“Actually,” murmured the woman, “they’re not.”
“No? Well, they look like insects. But I’m quite sure that the open coastline was their idea. I suspect that the Hkh’Rkh would have been quite happy to let every human on Java die.”
“So, getting to Java. How close do you approach the outlying islands, the pulaus?”
“We have a no-approach zone of eight kilometers, Ms. Smith. The exosapients are very strict in the enforcement of that limit and of maintaining speed. If we slow to less than eight knots, they scramble VTOLs and board the ship. If a ship slows to less than five knots, they often sink her. Rail gun rounds from orbit, usually.”
“But if you drop something in the water, and leave it behind, what then?”
“If we are seen dropping anything, even trash, over the side once we come within the fifty-kilometer limit, we will be boarded or sunk.”
“They monitor your trash? Really?”
“I know of two captains who ignored that restriction. They are both dead, their ships at the bottom.”
“I see. But what if something was in the water already, and was being towed behind you?”
“I’m quite sure they’d see it, unless it was very small, smaller than a life raft. Some people tried that the first week of the blockade. They’re now keeping company with the two captains I mentioned.”
“What if the towed object was small enough to remain concealed in your wake?”
Ong stared at the woman and decided that she was not only quite clever, but quite insane. “Ms. Smith, the wake of even this ship is extremely—”
“I am aware of its punishing force, Captain. My question is, could you rig a rope system that would allow me to remain in the wake, reliably?”
“Well, if we maintain the lowest allowed speed—”
“Which seems advisable for my health.”
“—then yes, I suppose so. But even if we pass within eight kilometers of one of the pulau, how do you plan to get to it? That is a very long swim, and I remain unconvinced of the effectiveness of the shark repellent we have been given.”
“Oh, once I’m in the water, and you’re going slowly enough, my friend can get me safely to land.”
“Your—friend?” Ong asked, looking about.
Ms.
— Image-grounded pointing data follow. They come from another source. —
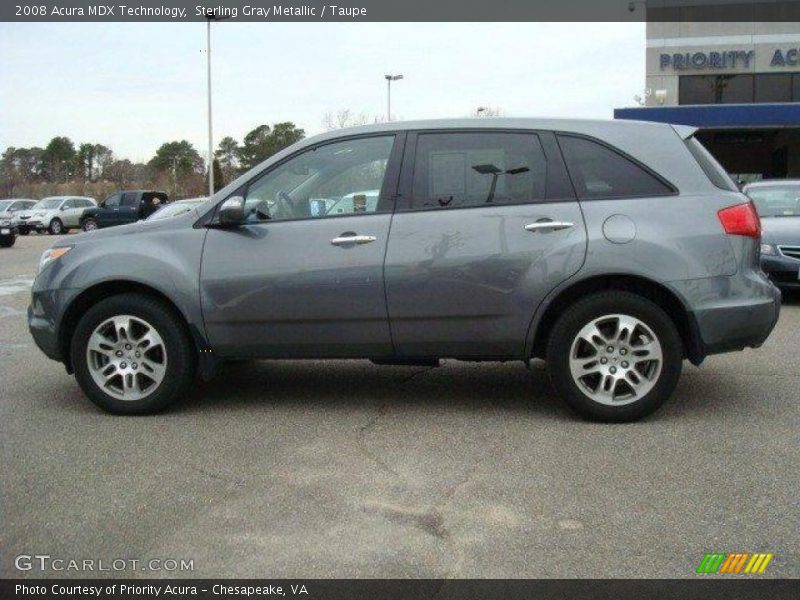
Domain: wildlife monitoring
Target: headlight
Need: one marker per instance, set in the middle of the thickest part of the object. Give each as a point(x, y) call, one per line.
point(51, 255)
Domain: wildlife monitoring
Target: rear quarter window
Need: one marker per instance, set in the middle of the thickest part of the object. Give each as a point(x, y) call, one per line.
point(713, 170)
point(600, 172)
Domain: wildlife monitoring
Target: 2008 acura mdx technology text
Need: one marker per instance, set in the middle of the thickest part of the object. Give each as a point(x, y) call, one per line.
point(613, 250)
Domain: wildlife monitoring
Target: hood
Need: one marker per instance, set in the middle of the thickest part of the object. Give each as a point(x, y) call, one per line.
point(781, 230)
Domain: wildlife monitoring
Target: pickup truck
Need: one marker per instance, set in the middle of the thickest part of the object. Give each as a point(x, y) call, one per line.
point(121, 208)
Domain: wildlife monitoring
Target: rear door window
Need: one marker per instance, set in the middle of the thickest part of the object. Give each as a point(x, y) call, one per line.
point(599, 172)
point(465, 169)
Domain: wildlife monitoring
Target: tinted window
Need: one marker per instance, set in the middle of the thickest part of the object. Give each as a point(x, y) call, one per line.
point(715, 89)
point(130, 199)
point(342, 178)
point(459, 170)
point(112, 201)
point(600, 172)
point(718, 176)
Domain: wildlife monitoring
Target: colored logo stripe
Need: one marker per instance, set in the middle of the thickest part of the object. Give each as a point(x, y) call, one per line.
point(732, 563)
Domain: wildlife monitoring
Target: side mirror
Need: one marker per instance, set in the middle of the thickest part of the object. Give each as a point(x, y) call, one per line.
point(231, 212)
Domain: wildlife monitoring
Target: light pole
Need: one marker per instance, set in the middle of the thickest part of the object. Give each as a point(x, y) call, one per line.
point(210, 16)
point(389, 80)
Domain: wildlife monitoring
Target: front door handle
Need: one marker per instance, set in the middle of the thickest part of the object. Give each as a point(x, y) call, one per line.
point(546, 226)
point(349, 240)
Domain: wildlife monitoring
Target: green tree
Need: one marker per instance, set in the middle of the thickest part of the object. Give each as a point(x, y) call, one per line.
point(58, 159)
point(262, 142)
point(227, 153)
point(179, 158)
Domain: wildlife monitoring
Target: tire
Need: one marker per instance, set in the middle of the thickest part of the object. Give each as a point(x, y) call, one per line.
point(172, 353)
point(581, 370)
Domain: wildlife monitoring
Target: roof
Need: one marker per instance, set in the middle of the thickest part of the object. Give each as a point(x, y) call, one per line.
point(773, 183)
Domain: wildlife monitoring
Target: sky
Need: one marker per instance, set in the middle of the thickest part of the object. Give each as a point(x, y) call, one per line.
point(134, 86)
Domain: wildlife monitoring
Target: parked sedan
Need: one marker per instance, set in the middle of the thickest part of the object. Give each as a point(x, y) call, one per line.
point(778, 204)
point(55, 214)
point(8, 232)
point(176, 208)
point(11, 206)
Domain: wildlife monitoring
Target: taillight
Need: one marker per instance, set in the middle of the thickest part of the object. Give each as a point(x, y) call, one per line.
point(741, 219)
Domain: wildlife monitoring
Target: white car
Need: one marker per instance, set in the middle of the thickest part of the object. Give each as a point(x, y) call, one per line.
point(56, 214)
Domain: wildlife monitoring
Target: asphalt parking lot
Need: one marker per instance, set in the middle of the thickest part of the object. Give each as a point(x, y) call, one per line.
point(345, 469)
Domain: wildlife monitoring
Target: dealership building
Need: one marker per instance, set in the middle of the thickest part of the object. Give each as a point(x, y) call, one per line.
point(739, 82)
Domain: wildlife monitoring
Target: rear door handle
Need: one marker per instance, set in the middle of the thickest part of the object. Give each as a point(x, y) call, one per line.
point(547, 226)
point(348, 240)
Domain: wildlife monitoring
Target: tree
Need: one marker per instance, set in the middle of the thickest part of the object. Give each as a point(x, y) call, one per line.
point(227, 154)
point(262, 142)
point(178, 158)
point(103, 158)
point(84, 162)
point(121, 172)
point(58, 159)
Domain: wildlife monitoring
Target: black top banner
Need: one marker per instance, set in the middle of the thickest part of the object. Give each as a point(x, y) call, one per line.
point(402, 10)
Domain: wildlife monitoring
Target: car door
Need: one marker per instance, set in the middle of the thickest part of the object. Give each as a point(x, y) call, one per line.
point(486, 225)
point(303, 276)
point(72, 212)
point(109, 211)
point(129, 208)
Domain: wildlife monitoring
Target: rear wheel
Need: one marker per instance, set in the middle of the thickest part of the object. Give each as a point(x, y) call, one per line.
point(614, 356)
point(132, 354)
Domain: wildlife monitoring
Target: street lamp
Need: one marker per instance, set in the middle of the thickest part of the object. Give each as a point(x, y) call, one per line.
point(389, 80)
point(210, 16)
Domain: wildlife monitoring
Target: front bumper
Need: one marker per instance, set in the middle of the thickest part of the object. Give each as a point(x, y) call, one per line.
point(782, 271)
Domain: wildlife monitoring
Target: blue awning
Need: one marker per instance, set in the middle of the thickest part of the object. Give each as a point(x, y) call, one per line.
point(716, 116)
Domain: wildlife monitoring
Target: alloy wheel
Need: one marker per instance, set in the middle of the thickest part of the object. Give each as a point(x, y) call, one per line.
point(127, 357)
point(616, 359)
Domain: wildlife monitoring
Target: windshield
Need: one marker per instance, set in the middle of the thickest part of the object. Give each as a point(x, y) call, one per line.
point(173, 210)
point(50, 203)
point(777, 201)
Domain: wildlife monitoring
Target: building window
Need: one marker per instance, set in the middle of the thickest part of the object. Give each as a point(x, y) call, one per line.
point(774, 87)
point(715, 89)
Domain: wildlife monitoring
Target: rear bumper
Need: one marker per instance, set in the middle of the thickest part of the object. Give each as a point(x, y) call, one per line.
point(782, 271)
point(742, 323)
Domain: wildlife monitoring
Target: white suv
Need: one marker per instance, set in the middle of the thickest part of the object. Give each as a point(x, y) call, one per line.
point(56, 214)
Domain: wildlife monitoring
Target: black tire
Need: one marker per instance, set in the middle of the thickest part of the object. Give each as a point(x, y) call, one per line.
point(181, 352)
point(56, 227)
point(593, 307)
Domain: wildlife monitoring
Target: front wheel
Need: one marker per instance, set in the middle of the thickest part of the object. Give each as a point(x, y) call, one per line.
point(614, 356)
point(132, 354)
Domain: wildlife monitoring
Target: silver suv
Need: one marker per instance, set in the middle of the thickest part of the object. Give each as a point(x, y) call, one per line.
point(612, 250)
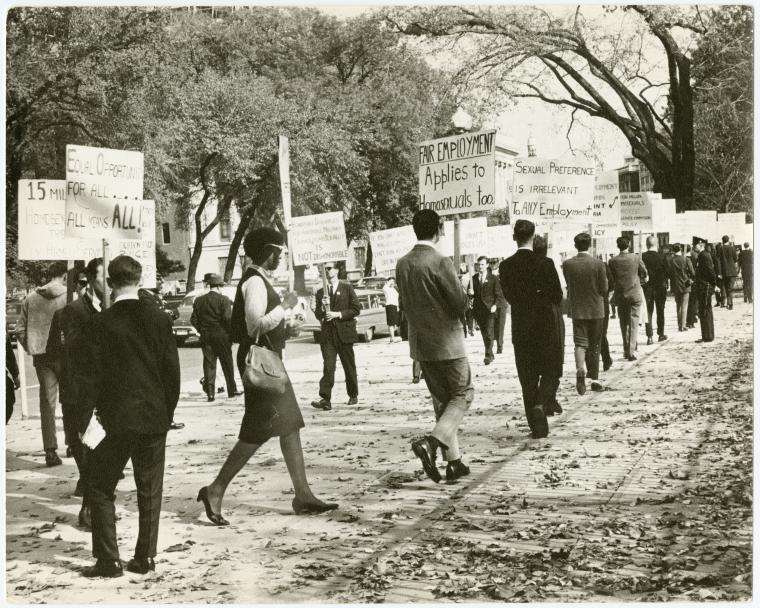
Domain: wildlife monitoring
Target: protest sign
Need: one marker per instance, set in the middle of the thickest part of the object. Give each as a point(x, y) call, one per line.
point(552, 190)
point(457, 174)
point(472, 237)
point(389, 245)
point(318, 238)
point(104, 190)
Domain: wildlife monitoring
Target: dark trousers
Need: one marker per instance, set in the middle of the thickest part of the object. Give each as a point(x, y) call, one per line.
point(217, 345)
point(655, 296)
point(106, 465)
point(485, 322)
point(499, 320)
point(333, 347)
point(704, 293)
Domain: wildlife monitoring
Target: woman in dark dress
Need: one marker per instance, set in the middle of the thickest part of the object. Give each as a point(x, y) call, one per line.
point(258, 317)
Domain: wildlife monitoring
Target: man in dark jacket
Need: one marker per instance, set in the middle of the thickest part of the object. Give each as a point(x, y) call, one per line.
point(337, 312)
point(134, 387)
point(211, 317)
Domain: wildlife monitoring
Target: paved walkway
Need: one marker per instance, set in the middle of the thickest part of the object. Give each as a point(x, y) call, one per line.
point(642, 491)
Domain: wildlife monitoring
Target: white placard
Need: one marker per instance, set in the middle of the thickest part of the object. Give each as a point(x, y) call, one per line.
point(552, 190)
point(472, 237)
point(389, 245)
point(318, 238)
point(457, 174)
point(104, 190)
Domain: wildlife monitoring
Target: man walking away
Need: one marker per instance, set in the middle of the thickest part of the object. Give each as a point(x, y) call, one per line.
point(586, 280)
point(32, 330)
point(211, 317)
point(337, 312)
point(656, 290)
point(435, 301)
point(627, 271)
point(134, 387)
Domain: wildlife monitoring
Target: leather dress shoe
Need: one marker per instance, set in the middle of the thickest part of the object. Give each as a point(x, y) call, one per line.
point(141, 565)
point(104, 568)
point(425, 450)
point(455, 470)
point(214, 518)
point(308, 508)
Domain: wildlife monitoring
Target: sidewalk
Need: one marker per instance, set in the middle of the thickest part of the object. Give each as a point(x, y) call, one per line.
point(641, 492)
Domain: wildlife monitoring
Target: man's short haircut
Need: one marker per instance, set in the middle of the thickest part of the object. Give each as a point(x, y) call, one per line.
point(56, 270)
point(523, 231)
point(425, 224)
point(91, 270)
point(582, 241)
point(257, 243)
point(124, 271)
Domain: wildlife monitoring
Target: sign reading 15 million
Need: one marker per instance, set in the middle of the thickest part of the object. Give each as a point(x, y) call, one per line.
point(457, 174)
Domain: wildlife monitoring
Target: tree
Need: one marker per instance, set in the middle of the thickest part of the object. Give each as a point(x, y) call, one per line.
point(630, 67)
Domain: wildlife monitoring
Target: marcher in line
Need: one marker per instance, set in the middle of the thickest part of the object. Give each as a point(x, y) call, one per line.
point(586, 280)
point(434, 302)
point(745, 263)
point(69, 345)
point(502, 307)
point(531, 285)
point(728, 259)
point(211, 316)
point(32, 331)
point(485, 286)
point(706, 279)
point(259, 317)
point(681, 273)
point(628, 271)
point(391, 308)
point(134, 388)
point(337, 312)
point(656, 289)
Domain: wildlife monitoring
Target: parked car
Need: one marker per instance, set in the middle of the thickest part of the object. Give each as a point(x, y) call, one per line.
point(369, 323)
point(183, 330)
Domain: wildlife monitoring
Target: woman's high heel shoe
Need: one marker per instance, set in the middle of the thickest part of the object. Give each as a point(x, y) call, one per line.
point(215, 518)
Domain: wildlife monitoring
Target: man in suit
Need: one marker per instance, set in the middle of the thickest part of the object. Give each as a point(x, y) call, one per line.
point(656, 290)
point(727, 258)
point(134, 387)
point(745, 263)
point(586, 280)
point(706, 279)
point(435, 301)
point(485, 286)
point(628, 271)
point(681, 273)
point(337, 312)
point(211, 317)
point(531, 286)
point(68, 344)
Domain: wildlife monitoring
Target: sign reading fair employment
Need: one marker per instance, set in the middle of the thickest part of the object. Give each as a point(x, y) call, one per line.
point(104, 190)
point(552, 190)
point(457, 174)
point(390, 245)
point(318, 238)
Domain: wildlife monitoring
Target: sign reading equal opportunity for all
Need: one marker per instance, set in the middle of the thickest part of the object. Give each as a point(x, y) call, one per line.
point(318, 238)
point(458, 173)
point(104, 191)
point(552, 190)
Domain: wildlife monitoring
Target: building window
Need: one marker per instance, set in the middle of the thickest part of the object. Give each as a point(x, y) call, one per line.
point(225, 227)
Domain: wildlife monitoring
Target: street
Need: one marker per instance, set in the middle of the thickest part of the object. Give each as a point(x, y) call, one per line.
point(640, 492)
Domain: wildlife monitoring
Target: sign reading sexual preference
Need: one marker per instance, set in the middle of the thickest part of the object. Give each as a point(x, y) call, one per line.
point(104, 190)
point(552, 190)
point(457, 174)
point(318, 238)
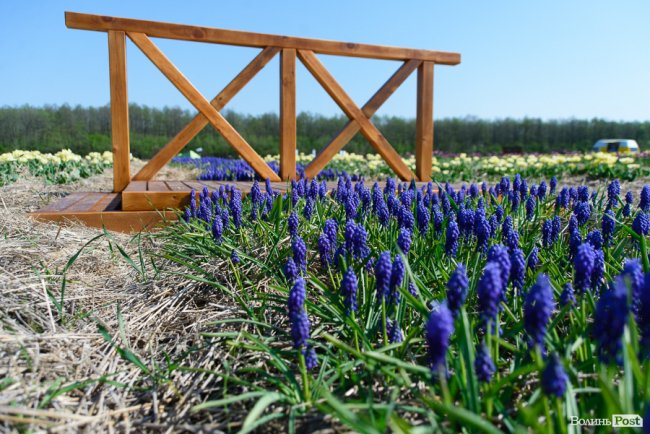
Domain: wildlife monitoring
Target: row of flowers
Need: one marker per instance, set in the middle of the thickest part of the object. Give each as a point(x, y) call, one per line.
point(487, 293)
point(452, 168)
point(60, 168)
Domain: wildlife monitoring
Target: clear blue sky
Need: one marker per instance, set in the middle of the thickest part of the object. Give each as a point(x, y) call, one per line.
point(551, 59)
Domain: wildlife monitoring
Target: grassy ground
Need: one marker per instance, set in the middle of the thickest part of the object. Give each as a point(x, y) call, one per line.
point(59, 311)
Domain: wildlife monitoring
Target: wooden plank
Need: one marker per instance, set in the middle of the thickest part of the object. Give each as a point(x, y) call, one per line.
point(152, 200)
point(203, 105)
point(193, 185)
point(75, 20)
point(368, 129)
point(288, 114)
point(87, 203)
point(352, 127)
point(157, 186)
point(176, 186)
point(136, 186)
point(117, 221)
point(110, 202)
point(175, 145)
point(64, 202)
point(424, 122)
point(119, 110)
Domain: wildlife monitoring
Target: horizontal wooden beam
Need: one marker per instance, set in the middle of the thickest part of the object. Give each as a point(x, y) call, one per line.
point(204, 107)
point(80, 21)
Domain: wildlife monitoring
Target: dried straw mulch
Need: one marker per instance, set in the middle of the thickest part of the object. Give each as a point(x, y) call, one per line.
point(58, 373)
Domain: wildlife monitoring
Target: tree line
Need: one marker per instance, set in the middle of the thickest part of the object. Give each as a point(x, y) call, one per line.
point(86, 129)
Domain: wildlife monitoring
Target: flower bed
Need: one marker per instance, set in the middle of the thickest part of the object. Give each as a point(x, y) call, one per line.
point(512, 307)
point(60, 168)
point(461, 167)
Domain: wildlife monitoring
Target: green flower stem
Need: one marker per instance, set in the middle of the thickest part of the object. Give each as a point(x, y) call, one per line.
point(305, 377)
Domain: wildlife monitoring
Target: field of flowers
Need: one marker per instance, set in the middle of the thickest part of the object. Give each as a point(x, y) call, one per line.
point(461, 167)
point(60, 168)
point(510, 307)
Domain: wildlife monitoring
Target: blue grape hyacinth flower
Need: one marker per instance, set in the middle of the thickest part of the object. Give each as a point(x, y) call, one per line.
point(348, 290)
point(538, 308)
point(609, 321)
point(554, 377)
point(457, 286)
point(439, 328)
point(483, 364)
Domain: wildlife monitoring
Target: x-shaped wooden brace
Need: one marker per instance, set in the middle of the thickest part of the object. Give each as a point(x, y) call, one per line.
point(360, 119)
point(208, 111)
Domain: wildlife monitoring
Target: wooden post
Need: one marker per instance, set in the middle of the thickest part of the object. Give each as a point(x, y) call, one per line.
point(424, 122)
point(288, 114)
point(119, 110)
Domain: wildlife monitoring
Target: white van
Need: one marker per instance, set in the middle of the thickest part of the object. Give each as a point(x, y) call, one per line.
point(619, 146)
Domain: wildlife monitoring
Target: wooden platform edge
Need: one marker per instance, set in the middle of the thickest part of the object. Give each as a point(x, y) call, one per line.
point(115, 221)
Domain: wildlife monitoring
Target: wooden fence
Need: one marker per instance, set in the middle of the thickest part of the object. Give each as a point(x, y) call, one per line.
point(289, 48)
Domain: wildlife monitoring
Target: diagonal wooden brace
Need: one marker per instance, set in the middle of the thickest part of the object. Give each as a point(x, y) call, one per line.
point(245, 151)
point(369, 109)
point(368, 129)
point(175, 145)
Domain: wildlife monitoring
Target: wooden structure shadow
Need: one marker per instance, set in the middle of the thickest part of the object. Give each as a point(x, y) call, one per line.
point(141, 194)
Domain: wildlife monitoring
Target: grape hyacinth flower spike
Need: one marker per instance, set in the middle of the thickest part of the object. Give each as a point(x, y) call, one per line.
point(439, 328)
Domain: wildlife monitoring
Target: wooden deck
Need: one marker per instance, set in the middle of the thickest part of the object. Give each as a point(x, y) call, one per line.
point(161, 195)
point(101, 210)
point(143, 205)
point(139, 202)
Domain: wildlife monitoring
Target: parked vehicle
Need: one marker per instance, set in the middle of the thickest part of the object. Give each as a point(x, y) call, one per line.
point(619, 146)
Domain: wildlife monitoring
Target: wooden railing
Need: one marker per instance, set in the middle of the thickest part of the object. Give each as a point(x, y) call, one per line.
point(289, 48)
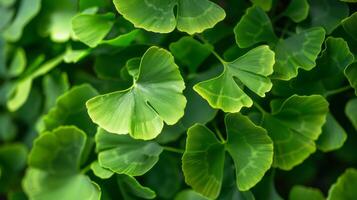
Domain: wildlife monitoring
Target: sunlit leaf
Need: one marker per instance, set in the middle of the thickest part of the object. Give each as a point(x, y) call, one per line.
point(158, 86)
point(252, 70)
point(193, 16)
point(248, 145)
point(125, 155)
point(294, 126)
point(254, 27)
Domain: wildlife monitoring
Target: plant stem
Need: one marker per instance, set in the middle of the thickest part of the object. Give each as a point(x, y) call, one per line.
point(219, 134)
point(173, 149)
point(260, 108)
point(337, 91)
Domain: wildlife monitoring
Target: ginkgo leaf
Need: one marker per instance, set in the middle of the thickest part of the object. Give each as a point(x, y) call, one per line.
point(131, 187)
point(349, 24)
point(70, 110)
point(264, 4)
point(141, 109)
point(299, 192)
point(345, 187)
point(252, 70)
point(294, 125)
point(333, 135)
point(297, 51)
point(298, 10)
point(327, 13)
point(92, 28)
point(351, 111)
point(54, 167)
point(254, 27)
point(351, 74)
point(193, 16)
point(28, 9)
point(203, 160)
point(125, 155)
point(100, 171)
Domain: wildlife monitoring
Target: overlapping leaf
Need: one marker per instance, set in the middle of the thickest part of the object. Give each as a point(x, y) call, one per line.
point(141, 109)
point(193, 16)
point(203, 160)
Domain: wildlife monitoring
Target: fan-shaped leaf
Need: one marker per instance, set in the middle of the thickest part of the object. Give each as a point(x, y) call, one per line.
point(125, 155)
point(141, 109)
point(298, 10)
point(203, 161)
point(293, 126)
point(193, 16)
point(252, 70)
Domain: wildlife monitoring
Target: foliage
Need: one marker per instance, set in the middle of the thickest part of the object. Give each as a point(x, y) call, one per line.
point(178, 99)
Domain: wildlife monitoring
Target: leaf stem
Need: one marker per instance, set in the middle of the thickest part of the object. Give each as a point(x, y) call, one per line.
point(173, 149)
point(260, 108)
point(337, 91)
point(218, 132)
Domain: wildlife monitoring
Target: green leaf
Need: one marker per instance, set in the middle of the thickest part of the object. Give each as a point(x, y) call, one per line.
point(92, 28)
point(18, 63)
point(40, 185)
point(264, 4)
point(70, 110)
point(12, 162)
point(50, 150)
point(351, 111)
point(349, 24)
point(193, 16)
point(293, 126)
point(301, 192)
point(351, 75)
point(254, 27)
point(189, 195)
point(8, 128)
point(249, 146)
point(333, 135)
point(345, 187)
point(125, 155)
point(185, 47)
point(252, 70)
point(54, 167)
point(298, 10)
point(327, 13)
point(100, 172)
point(28, 9)
point(251, 150)
point(203, 161)
point(130, 186)
point(158, 86)
point(297, 51)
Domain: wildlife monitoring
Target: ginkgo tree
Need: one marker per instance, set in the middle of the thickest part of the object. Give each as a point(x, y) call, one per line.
point(178, 99)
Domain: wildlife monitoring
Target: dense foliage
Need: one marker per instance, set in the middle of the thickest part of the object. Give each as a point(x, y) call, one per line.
point(178, 99)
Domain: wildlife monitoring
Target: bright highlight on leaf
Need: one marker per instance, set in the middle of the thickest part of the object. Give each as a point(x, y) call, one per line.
point(250, 70)
point(141, 109)
point(249, 146)
point(294, 125)
point(193, 16)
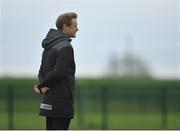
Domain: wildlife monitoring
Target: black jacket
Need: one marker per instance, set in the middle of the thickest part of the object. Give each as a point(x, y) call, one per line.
point(57, 73)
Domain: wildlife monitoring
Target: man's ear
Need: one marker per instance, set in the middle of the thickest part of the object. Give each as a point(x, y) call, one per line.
point(65, 27)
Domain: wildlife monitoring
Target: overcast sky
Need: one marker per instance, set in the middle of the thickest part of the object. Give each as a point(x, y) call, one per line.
point(104, 25)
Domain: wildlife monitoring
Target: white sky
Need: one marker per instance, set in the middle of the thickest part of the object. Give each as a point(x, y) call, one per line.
point(103, 27)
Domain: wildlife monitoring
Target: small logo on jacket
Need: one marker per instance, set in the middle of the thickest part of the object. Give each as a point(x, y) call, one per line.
point(46, 106)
Smith only smiled and crooked a finger as she began walking forward. Ong followed.
She stopped at the midship hold, which was loosely covered. Probably no catch in there. Indeed, this part of the ship smelled unusually clean. Ong looked around. “Is your friend joining us here?”
“No. We just joined her.” She pulled back the cover.
Ong looked down. Set snug within the stained gray bulkheads of the ship was a large tank, at least four meters long by three wide by two deep. And in it was a sleek dolphin of medium size. Ong stared, speechless.
“Necessity is the mother of invention, Captain,” Ms. Smith explained. “Mariel here is one of a few score of trained cetaceans that were being used by tourist-trap sea-life exhibits all throughout Southeast Asia. I’m sure you’re familiar with the attraction: ‘swim with the dolphins.’ Most of the marine parks offering that experience were in Thailand and Malaysia, a few in Vietnam and one or two in exclusive resorts in the Celebes.”
“And so you plan—?”
“To have you tow me over the fifty-kilometer limit in the wake of your ship, with Mariel already in the water with me. When we reach your closest approach to the western islands on the way in to Jakarta, I’ll cut loose and she’ll tow me in. She’s quite good at following general signals, and we get along well. When I’ve gone ashore, she’ll start back to her home port.”
“In Singapore?”
“Borneo, now.”
“Then how did you get the dolph—?”
“Long story, and I can’t tell you all of it. Now, can you think of any reason why this plan won’t work?”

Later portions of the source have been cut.